To really "cut your teeth" on Linux, you need to experience the command line, figure out which applications actually do what, and how things work the way they do.
axeman wrote:- DVD playback - ignoring the legal questions, there isn't anything that works as well as commonly available (even bundled) DVD playback software for Windows. The best you can hope for is for it to work well for basic playback, and forget about getting DVD menus to work well
axeman wrote:Does anyone else even MAKE graphics cards anymore ?
Airmantharp wrote:Downloading and installing Virtualbox right now. Thanks for the heads up jabro!
jabro wrote:Rather than install a Linux/UNIX distro directly on your main system in a dedicated partition and dual boot, I second cheesyking's recommendation to go with either Wubi or virtualization as a more painless method to install and experiment.

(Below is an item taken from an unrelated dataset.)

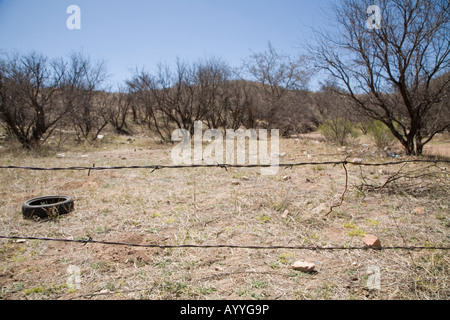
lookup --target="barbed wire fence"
[0,159,450,251]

PRIME1 wrote:You could also run a "live CD". Running the OS off the CD drive without affecting whatever you have on your hard drive.
just brew it! wrote:PRIME1 wrote:You could also run a "live CD". Running the OS off the CD drive without affecting whatever you have on your hard drive.
I've generally found live CDs to be rather frustrating if used as anything other than a glorified rescue disk. It's not that they don't work, it's just that they're too damn slow. Waiting for the CD to spin up every time something needs to be loaded from disk makes for a very stop-and-go computing experience.
MarkD wrote:Fedora could be a bad choice. New versions come out every six months, and support stops after the "n+2" version comes out. If you don't mind the upgrade/reinstall every six months or year, and the open source absolutism, as well as the bleeding edge issues, Fedora is a good choice. I use it on my own laptop at home - an IBM R50e which has Intel hardware for the NIC, wireless and video which means I don't have the problem of third party drivers that sort of work or don't work at all yet. I don't mind tinkering to get Flash, the requisite codecs, etc to make it really usable.
If it were something that had to work reliably, I'd look for a distro I didn't have to fiddle with as often. Either CentOS or openSUSE would probably be my first choices, because they are what I know. Ubuntu is easy to learn, but it hides some of the UNIX/Linux complexity as well.